3. Toepassing van de Nederlandse algemene weduwen - en wezenwet

a) Als tijdvakken van verzekering, vervuld krachtens de Nederlandse algemene weduwen- en wezenwet, worden bij de toepassing van artikel 46, lid 2, van de verordening mede aangemerkt tijdvakken gelegen vóór 1 oktober 1959, gedurende welke de werknemer na het bereiken van de 15-jarige leeftijd op Nederlands grondgebied heeft gewoond of gedurende welke hij, op het grondgebied van een andere Lid-Staat wonende, in Nederland arbeid heeft verricht in dienst van een in Nederland gevestigde werkgever.

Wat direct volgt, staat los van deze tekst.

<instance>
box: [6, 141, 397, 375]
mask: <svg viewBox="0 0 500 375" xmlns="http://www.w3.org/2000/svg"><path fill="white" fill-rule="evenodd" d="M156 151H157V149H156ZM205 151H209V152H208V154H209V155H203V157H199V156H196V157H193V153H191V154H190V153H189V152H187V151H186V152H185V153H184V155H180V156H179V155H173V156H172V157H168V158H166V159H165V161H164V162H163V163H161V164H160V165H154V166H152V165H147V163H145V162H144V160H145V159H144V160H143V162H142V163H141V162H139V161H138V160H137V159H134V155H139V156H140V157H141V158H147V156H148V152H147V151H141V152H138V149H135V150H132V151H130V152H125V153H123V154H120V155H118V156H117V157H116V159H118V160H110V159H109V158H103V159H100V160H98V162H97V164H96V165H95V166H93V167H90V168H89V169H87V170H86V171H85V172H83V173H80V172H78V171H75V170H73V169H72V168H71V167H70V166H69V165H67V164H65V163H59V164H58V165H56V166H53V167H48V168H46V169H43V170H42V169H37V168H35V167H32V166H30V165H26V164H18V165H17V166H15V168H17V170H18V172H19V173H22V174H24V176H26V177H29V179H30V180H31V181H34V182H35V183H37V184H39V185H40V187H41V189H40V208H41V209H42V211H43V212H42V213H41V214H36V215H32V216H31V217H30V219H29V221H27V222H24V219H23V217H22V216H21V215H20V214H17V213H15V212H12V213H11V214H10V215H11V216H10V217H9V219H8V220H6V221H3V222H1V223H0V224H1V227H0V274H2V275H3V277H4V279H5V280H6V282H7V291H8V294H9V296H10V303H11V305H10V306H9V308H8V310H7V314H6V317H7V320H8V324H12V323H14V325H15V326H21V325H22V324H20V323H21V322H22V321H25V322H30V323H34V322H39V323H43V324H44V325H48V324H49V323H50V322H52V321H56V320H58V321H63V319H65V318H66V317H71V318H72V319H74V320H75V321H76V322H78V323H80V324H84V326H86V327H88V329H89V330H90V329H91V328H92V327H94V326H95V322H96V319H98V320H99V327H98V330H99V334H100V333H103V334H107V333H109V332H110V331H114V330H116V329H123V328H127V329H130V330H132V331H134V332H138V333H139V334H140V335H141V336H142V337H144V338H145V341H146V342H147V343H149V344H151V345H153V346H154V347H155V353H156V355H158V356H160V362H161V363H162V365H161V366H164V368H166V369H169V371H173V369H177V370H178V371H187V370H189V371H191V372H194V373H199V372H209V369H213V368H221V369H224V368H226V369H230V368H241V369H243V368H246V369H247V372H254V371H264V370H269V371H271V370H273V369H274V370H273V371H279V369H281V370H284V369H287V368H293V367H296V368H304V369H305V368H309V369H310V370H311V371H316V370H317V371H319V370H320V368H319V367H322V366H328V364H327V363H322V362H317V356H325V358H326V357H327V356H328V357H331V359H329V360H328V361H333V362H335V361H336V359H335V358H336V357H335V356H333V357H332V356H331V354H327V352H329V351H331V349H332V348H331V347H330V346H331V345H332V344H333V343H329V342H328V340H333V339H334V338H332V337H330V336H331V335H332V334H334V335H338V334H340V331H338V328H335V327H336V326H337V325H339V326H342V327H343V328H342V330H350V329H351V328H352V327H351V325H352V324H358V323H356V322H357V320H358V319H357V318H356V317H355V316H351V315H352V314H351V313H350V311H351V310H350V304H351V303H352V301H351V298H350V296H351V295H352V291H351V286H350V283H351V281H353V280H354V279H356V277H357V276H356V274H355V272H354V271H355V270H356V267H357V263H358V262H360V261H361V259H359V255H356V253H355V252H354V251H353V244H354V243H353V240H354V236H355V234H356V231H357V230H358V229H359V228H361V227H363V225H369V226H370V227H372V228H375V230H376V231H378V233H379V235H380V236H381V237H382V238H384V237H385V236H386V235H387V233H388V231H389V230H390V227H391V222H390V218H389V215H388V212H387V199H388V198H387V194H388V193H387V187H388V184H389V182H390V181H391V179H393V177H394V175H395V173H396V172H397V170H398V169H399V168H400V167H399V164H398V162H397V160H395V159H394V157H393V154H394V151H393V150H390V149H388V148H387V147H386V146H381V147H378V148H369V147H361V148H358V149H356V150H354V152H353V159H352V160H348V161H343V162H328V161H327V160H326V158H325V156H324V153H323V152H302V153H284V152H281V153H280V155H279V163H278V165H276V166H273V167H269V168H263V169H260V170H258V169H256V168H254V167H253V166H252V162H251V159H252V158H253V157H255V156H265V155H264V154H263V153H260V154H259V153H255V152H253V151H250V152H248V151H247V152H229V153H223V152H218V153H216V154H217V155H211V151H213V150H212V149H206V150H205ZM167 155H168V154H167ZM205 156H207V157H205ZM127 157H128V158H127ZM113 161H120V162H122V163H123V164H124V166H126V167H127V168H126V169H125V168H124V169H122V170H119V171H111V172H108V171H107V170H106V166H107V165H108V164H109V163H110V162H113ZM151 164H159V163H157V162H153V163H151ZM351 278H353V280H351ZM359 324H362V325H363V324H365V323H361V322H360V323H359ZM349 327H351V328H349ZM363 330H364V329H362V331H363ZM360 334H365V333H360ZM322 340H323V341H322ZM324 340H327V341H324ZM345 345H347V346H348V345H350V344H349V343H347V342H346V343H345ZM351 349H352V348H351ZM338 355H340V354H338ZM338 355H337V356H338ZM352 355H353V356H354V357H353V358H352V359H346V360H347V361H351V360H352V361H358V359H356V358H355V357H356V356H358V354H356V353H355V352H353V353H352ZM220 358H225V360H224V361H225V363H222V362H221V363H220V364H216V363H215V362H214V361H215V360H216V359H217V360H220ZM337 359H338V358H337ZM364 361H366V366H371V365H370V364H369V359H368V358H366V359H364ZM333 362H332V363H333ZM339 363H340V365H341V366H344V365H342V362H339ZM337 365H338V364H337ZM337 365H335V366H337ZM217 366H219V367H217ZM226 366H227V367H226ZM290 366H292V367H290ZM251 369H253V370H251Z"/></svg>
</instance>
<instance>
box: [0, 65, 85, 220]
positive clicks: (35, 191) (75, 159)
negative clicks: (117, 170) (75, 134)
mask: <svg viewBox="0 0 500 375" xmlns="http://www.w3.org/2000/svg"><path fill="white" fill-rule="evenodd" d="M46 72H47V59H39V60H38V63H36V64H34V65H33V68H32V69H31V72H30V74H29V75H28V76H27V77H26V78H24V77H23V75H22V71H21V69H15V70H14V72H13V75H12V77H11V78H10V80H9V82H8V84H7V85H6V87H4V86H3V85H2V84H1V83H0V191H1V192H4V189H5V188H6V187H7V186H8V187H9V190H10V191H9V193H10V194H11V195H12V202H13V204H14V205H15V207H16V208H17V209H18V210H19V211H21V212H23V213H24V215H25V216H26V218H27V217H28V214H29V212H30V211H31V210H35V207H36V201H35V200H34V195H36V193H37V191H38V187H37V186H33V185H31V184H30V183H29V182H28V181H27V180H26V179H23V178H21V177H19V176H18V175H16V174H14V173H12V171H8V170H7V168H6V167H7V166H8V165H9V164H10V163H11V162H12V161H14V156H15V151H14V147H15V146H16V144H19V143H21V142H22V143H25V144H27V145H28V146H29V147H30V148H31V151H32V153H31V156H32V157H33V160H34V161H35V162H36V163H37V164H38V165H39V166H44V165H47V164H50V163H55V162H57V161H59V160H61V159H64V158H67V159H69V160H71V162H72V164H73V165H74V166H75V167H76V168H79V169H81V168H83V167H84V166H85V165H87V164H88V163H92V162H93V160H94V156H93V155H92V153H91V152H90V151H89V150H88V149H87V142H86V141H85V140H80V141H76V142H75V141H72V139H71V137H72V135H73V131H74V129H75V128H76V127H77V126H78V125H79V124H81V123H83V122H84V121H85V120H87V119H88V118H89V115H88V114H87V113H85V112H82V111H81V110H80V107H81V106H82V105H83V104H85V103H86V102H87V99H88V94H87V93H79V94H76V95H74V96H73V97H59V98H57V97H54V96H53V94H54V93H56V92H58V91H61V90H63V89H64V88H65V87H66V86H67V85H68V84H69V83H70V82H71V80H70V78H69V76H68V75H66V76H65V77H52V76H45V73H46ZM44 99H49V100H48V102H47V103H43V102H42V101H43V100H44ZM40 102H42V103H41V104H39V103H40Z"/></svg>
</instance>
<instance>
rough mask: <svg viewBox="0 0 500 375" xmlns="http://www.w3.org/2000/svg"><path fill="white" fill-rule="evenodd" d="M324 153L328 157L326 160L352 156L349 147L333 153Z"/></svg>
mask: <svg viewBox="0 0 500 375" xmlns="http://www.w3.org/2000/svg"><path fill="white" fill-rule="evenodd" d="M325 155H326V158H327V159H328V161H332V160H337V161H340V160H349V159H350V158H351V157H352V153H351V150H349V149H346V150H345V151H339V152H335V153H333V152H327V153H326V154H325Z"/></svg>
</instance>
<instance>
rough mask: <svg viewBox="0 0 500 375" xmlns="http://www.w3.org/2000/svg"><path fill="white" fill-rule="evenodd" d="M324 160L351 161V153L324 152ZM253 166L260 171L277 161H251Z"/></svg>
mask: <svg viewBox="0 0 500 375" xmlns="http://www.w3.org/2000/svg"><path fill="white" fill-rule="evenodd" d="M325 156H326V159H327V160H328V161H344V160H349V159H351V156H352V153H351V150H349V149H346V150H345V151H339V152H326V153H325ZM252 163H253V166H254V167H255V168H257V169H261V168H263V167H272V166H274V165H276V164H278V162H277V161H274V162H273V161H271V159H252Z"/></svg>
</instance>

b) De krachtens het bepaalde sub a) in aanmerking te nemen tijdvakken welke samenvallen met tijdvakken van verzekering, vervuld krachtens de wettelijke regeling van een andere Lid-Staat inzake pensionen of renten voor nagelaten betrekkingen worden buiten beschouwing gelaten.

4. Toepassing van de Nederlandse wet op de arbeidsongeschiktheidsverzekering

a) Als tijdvakken van verzekering, vervuld krachtens de Nederlandse wet op de arbeidsongeschiktheidsverzekering worden bij de toepassing van artikel 46, lid 2, van de verordening mede aangemerkt de vóór 1 juli 1967 in Nederland vervulde tijdvakken van arbeid in loondienst en de daarmede gelijkgestelde tijdvakken.

b) De krachtens het bepaalde sub a) in aanmerking te nemen tijdvakken worden beschouwd als tijdvakken van verzekering, vervuld krachtens een wettelijke regeling van het in artikel 37, lid 1, van de verordening bedoelde type.